By the middle of the party, I was starting to feel the first pangs of nausea. The nausea followed me home and then to work. I pulled myself together just enough to handle almost five hours of patient care, but couldn't muster the energy to sweet talk one of my last patients into a full treatment (this is typically my specialty) and uncharacteristically allowed her to bail after only 15 minutes.
When I arrived home, it was late and dark and I wondered if I shouldn't try to eat something, since I had yet again blown through more than one mealtime.
That proved to be a terrible plan.
The rest of my night and into the early morning, I was darting back and forth between the bathroom and my bed, alternating between shivering under a pile of blankets and kicking sweaty sheets back. I also had the pleasure of expelling my dinner out both ends...not to put to fine a point on it.
Convinced I was probably being struck down by a deadly virus, I decided to call in some parenting backup (i.e. the hubs) and quarantine myself from the baby until I could get to a medical professional who would verify my impending death.
At one point, I found myself seated on the toilet, hovering over a trash can, pumping breast milk and blowing my nose. When the hubs popped his head in and asked if I needed anything my first thought was that I needed him to wipe the present image of me from his memory completely. What I actually said was 'sexy,' waving a hand dramatically in front of myself, then I let my head collapse back down into the trash can.
Amazingly, I managed to live through the night. There were points where I prayed for death, but luckily it never came.
Things are better now.
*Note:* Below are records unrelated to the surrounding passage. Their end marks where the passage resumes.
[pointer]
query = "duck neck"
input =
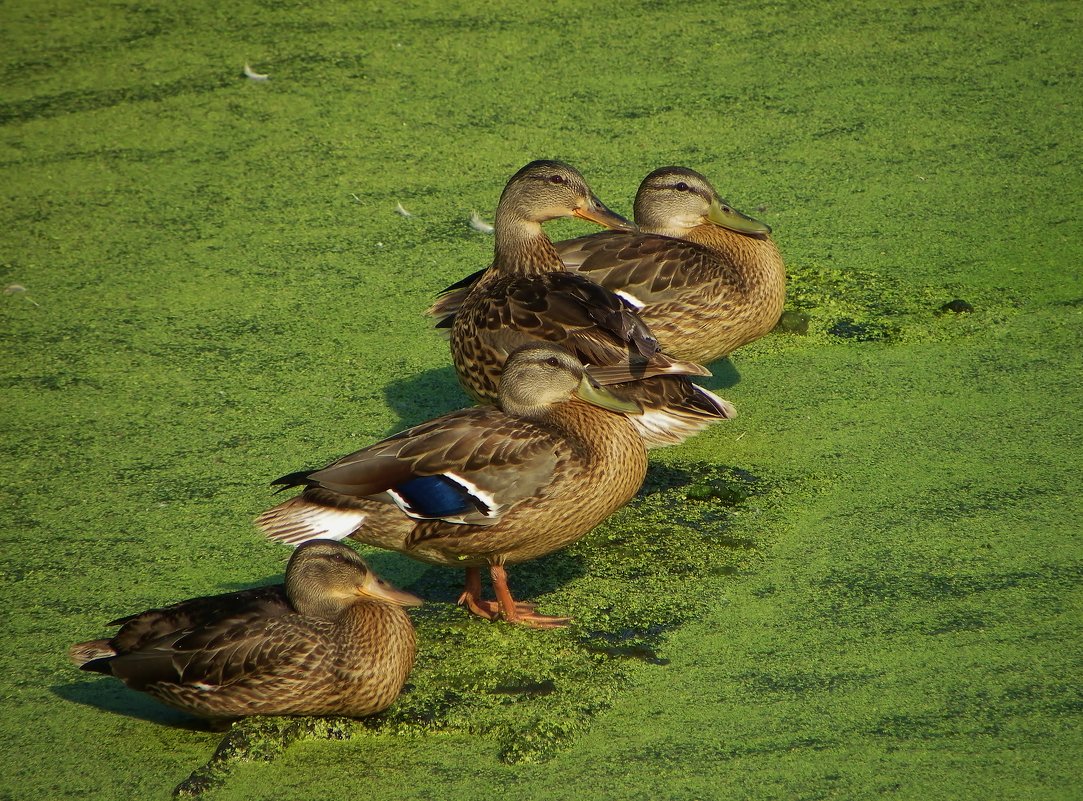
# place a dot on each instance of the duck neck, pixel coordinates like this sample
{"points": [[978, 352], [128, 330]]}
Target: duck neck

I have managed a couple of meals, some laundry, and even a visit with Santa and my inlaws. Whatever was responsible for my brush with death by way of GI complications seems to have passed and I am beyond grateful for my returning health.
I may not be fabulous enough to hang strong with an army of gay men or have enough stamina to fully function at a two-year-old's birthday while battling the beginnings of a stomach bug, but I lived through this weekend ... and that's good enough.